The Deadliest Earthquake In History That Nobody Talks About
Earthquakes occur when the tectonic plates of the Earth’s outermost layer jostle around. There are several ways that regions prone to the devastating effects of these natural disasters prepare themselves for such events. For example, the engineering concept of "base isolation" is a means of separating the foundations of vulnerable buildings from the solid ground to reduce the impact of seismic shifts. The Transamerica Pyramid in San Francisco boasts a foundation that is more than 50 feet deep and brilliantly designed to move with the power of an earthquake rather than against it. Regardless of humanity’s ingenious defenses though, some earthquakes just cannot be defended against.
In 1556, before many of these mechanical marvels were introduced, the earthquake with the highest death toll in human history struck the Chinese province of Shaanxi. This devastating event took place on January 23rd of that year. Although the region had reportedly suffered multiple powerful earthquakes before, this rather unknown yet tragic quake was unlike any that came before it or since. Between the Shaanxi and Shanxi provinces, the quake killed a shocking number of people. Around 830,000 people lost their lives, many of whom were crushed to death by building collapses as the massive tremors shook the region. The death toll was so high that approximately 60% of the population of the province and its neighboring region were killed. An area of around 521 miles, or 840 kilometers, was completely leveled. Much of the province’s population lived in artificial caves called yaodongs built into hills or the ground itself.
The prevalence of these structures may have made their residents more vulnerable to the devastating power of the quake. China is also the victim of the second-deadliest earthquake in human history. This quake occurred in its Ningxia Province in December 1920. Approximately 273,400 lives were lost on that tragic day in a natural disaster that is estimated to have measured a 7.8 magnitude on the Richter scale. Still, the Shaanxi quake was several times more formidable in terms of fatalities and
is estimated to have reached 8 on the Richter scale. The very landscape of the region rose and fell around it, and even the locations of rivers and mountains changed. Hills, gullies, and cracks were formed, changing the landscape. In the aftermath, survivors took to reconstructing
their homes with wooden materials to be less prone to any future devastation. However, aftershocks are said to have continued for months after the initial quake. The upheaval caused by the Shaanxi Earthquake was like nothing modern humans have seen. It caused fissures in the earth up to 66 feet deep and fires that burned for days. Every single building and home in the city of Huazhou was decimated.

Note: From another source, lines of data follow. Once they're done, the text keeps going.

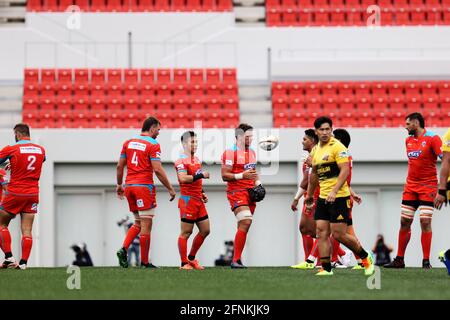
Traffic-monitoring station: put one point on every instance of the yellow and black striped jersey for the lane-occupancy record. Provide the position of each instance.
(325, 159)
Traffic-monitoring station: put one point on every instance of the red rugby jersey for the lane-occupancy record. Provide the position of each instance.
(240, 161)
(26, 159)
(422, 155)
(139, 152)
(192, 166)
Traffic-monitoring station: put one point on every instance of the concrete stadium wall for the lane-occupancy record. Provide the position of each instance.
(77, 196)
(211, 39)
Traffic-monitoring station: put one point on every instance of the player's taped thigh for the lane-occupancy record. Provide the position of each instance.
(407, 212)
(147, 213)
(244, 215)
(426, 212)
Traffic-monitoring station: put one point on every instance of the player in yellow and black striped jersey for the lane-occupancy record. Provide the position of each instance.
(444, 177)
(330, 169)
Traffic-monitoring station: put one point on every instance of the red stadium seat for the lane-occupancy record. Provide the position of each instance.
(213, 76)
(130, 76)
(81, 76)
(229, 76)
(82, 4)
(163, 76)
(198, 104)
(81, 90)
(209, 5)
(196, 76)
(131, 104)
(30, 91)
(131, 89)
(64, 4)
(229, 90)
(31, 76)
(164, 103)
(180, 90)
(213, 103)
(194, 5)
(162, 5)
(114, 89)
(34, 5)
(98, 76)
(96, 90)
(30, 104)
(114, 5)
(64, 76)
(147, 90)
(279, 89)
(196, 90)
(147, 76)
(146, 5)
(213, 89)
(47, 90)
(148, 104)
(180, 76)
(98, 5)
(114, 76)
(48, 76)
(273, 17)
(163, 90)
(178, 5)
(50, 5)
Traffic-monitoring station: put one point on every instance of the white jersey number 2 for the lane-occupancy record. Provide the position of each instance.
(32, 160)
(134, 159)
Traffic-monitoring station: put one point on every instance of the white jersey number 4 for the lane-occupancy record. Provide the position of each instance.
(134, 159)
(32, 160)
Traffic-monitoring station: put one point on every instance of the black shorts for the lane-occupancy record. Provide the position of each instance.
(335, 212)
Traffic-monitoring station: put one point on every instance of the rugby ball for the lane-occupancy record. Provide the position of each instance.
(269, 143)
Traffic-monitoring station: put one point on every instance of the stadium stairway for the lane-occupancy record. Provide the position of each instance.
(10, 103)
(255, 105)
(249, 13)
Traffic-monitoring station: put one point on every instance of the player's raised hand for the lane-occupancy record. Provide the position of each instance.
(120, 191)
(250, 174)
(294, 205)
(172, 194)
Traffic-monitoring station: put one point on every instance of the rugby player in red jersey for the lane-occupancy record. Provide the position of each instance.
(422, 148)
(239, 171)
(192, 201)
(22, 195)
(307, 223)
(142, 156)
(3, 182)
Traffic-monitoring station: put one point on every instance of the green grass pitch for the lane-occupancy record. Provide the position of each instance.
(222, 284)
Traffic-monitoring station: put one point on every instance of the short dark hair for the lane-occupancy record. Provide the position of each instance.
(241, 129)
(187, 134)
(312, 135)
(149, 123)
(321, 120)
(343, 136)
(22, 128)
(416, 116)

In fact, the quake was so violent that it caused death and destruction as far as 310 miles out from the epicenter. The Shaanxi Earthquake was not the strongest earthquake to ever measure on the Richter scale, but it killed more people in recorded history than any other earthquake. The area was so populated because the northern parts of the Shaanxi province around the Wei River Valley are among the earliest settlements in China, spanning back to the Neolithic age, around 10,000 BCE. At the time of the devastating quake, the Chinese people were experiencing a rich cultural life under the Ming Dynasty. There were large-scale manufacturing industries in place that created porcelains and textiles, which in turn boosted the economy. This led to more people enjoying education and prosperity. Artists broke free from traditional methods of focusing on technical accomplishment to more expressive modes, for instance, painting landscapes. Woodblock printing meant books were widely produced. The people whose lives were upended by the Shaanxi earthquake were living in a sophisticated era.
Yet for all of their cultural sophistication, there was no way to predict or escape the planet’s tectonic plates from shifting. That problem still exists today. Regardless of our modern technological advances nearly 500 years later, scientists still cannot predict an earthquake. They can only calculate probabilities. But at least today, engineers plan for natural disasters when designing new buildings. "Design engineers need a scientific basis for producing buildings that are going to perform well during future earthquakes." The hope is that such a devastating loss of life due to an earthquake will never happen again.